This is one of my all time favorite photos and, in a way, it is the one that set me on this crazy journey. It was taken in the Ngorongoro Crater in Tanzania in Feb. 2007. The “dry” season this particular year was anything but, and thanks to washed out roads and bridges, we had just been stranded in the Serengeti for 2 days with no way out. When we finally arrived at the crater it was a mud bowl! Tired and stressed, we gave in (sort of) to what we could not control. We told our guide Moody that instead of following the traffic chasing the”big 5″ celebrities, to take us off the beaten path to commune with the B stars. ( I prefer watching a dung beetle in solitude to watching a sleeping lion with five 4X4′s gathered around.) So, we hung out with a small dazzle of zebra, (The African name for a herd of zebra) watching them take turns positioning themselves over a large boulder, rocking back and forth to scratch their bellies. They meandered slowly across the grassy plains, at times cantering knee-deep in flood waters.

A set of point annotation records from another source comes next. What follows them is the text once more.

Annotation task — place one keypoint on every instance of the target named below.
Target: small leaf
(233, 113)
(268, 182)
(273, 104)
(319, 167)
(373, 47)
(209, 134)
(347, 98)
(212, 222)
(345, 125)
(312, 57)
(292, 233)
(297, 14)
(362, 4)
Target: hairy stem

I took Mohawk during these peaceful moments. Intimately surveying the herd through my 70-300, zigging and zagging, following stripes, my lens suddenly caught hold of the auburn tips of a mane caught in the rays of mid morning sun. I was mesmerized. I had never noticed this rich, rusty colour on the the ubiquitous black and white animal. I was delighted to catch such an up close detail.
Mohawk turned out to be the first photo that I ever sold and I have since sold several prints. As well, the photo advanced to the semi-final round of the renowned Viola Wildlife Photography Competition from the British History Museum, which certainly surprised the hell out of me!
I took several shots of the zebras that day, but these two, Mohawk and Dazzle, hold a special place in my heart. Not only do they instantly transport me back to that magical time and place, but six years later I realize they appeared that day to guide me towards this new path. I may not have understood it at the time, but now, looking back on these photos, some of the first I had ever taken, I understand that my untrained eyes were already shaping my intent, searching for that detail–creating that lasting glimpse of wonder.